420 è un numero ma anche un'ossessione, ereditata da mio padre. È il numero dei villaggi e paesi Palestinesi che Israele ha raso al suolo tra il 1948 e il 1952: distruggendo case, fattorie, sradicato i loro alberi così che non avessero niente a cui tornare. Ma l'unica cosa che non poteva essere cancellata era la memoria; che rimase con me e con tanti altri; scolpita nelle stesse pietre che giace ancora sotto le macerie dei 420 villaggi distrutti. E fu dalla più triste oscurità e distruzione che arrivò la luce e il bisogno di riscossa. E furono i 420 villaggi palestinesi che mi ispirarono a diventare un architetto della conservazione. Era la memoria della distruzione e un profondo senso di perdita che mi diede l'ispirazione a proteggere e far rivivere i resti dei 420 villaggi nella “Palestina Minore” (la Cisgiordania e Gaza). Da qui la nascita dei Riwaq e Ngo, fondati a Ramallah in Palestina nel 1991 (www.riwaq.org).
DUE CITTÀ È stata l'assenza della mia città paterna Giaffa che formò tutta la mia vita e mi diede un profondo senso di tristezza, di sconfitta e rabbia verso il mondo ingiusto al quale ci sforziamo di dare un senso ma invano. Tuttavia, fu la forte presenza della splendida città di mia madre, Damasco (come anche la forte presenza di mia madre) che mi diede il più profondo senso di sicurezza. Era l'attrito tra le montagne e il mare che formò la mia vita. Come le onde ho oscillato tra le montagne e il mare; tra la terra ferma dell'entroterra di Damasco e la turbolenza e gli inganni del mar Mediterraneo.

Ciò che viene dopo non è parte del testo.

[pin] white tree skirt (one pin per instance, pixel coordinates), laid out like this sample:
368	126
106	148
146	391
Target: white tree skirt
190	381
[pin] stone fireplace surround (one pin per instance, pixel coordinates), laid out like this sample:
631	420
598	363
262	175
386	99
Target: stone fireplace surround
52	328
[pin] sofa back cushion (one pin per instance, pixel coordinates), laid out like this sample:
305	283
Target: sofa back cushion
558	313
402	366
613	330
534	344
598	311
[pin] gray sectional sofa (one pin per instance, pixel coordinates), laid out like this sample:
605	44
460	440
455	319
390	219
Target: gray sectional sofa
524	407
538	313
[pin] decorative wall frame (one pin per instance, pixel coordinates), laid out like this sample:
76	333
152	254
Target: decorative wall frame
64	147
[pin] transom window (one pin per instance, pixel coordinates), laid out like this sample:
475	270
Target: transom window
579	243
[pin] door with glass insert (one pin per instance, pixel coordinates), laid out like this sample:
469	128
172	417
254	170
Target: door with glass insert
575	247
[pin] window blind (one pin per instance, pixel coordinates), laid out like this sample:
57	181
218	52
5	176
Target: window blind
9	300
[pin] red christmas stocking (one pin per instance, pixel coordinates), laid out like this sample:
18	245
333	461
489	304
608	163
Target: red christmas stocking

Era l'appartenere a una Palestina persa, a un “non-paese”, a una “non-nazione”, e la conseguente sfida di provare che esisti o che almeno eri esistita che alla fine mi diede il profondo senso di appartenenza, o di non appartenenza a un “non-paese”. Perché dove è casa, quando perdi la tua prima casa? È come la prima ferita che non si rimargina mai. Ma con la perdita della casa, ogni posto ha il potenziale per diventare “casa”.
Sono le città come Roma, Napoli e Cagliari che danno un forte senso di esistenza, di essere. Nascere e vivere a Damasco, la più antica città abitata al mondo sembra eterno. «Nessun'altra città potrà mai eguagliare Damasco». Questa era la frase che ho sentito sempre ripetere. Fu qui che mia madre mandò due figlie piccole (5 e 3 anni) durante la guerra nel 1948 quando le forze armate ebree di Hagan occuparono la nostra casa a Gerusalemme e la divisero con i miei genitori finché non furono costretti ad andarsene (i miei genitori, naturalmente). Fu a casa di mio nonno nella città vecchia di Damasco che mia madre mandò i miei due fratelli e me quando mio padre, attivista politico fu arrestato nel 1958.
È l'oasi verde di Damasco che è stata per secoli Paradiso e rifugio sicuro per molti di quelli che persero le loro case. Gli Armeni, i Circassi. I Palestinesi nel 1948. I libanesi nel 1975. Gli iracheni nel 1991. E guardati ora. Il mondo ti chiude le porte in faccia. Ma Damasco, non disperare.